Vintage Effects with Photomaker:

  • Apply sepia tones and grainy textures to give images a nostalgic look.
  • Use prompts like "sunset over a lake in a painterly style" with different guidance_scale values to see creative variations.
  • Combine an input image with a textual prompt for style transfer (e.g., turn a photo into an oil painting).
  • Experiment with multiple input images to create unique blends.
  • Try disabling the safety checker to explore unrestricted outputs.

Limitations

Detail Loss:

  • Overly stylized outputs might lose finer details, especially in complex backgrounds.

Restricted Outputs:

  • Current model versions may not support 3D transformations or animations.

Maximum input image size: 1024x1024 pixels (larger images may need to be resized).

Known limitations include slight inaccuracies in style blending for highly complex input prompts.


Output Format: PNG

Pricing

Pricing Detail

This model runs at a cost of $0.001073 per second.

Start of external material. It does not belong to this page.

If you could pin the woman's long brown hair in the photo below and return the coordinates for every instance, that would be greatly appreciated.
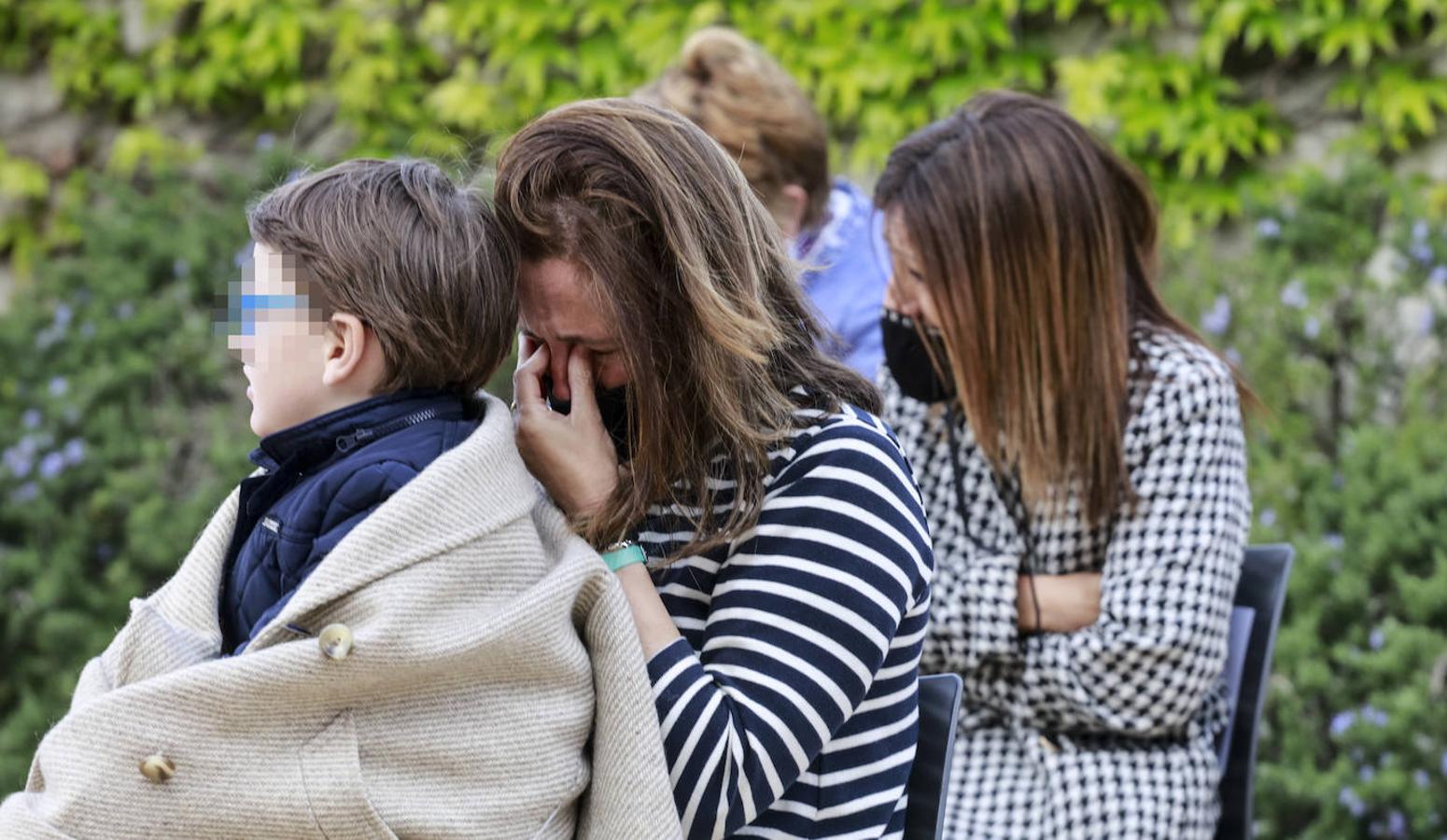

The average execution time is 73 seconds, but this may vary depending on your input data.

The average cost per run is $0.078293

Pricing Type: Execution Time

Cost Per Second means the total cost is calculated based on how long the model runs. Instead of paying a fixed fee per run, you are charged for every second the model is actively processing. This pricing method provides flexibility, especially for models with variable execution times, because you only pay for the actual time used.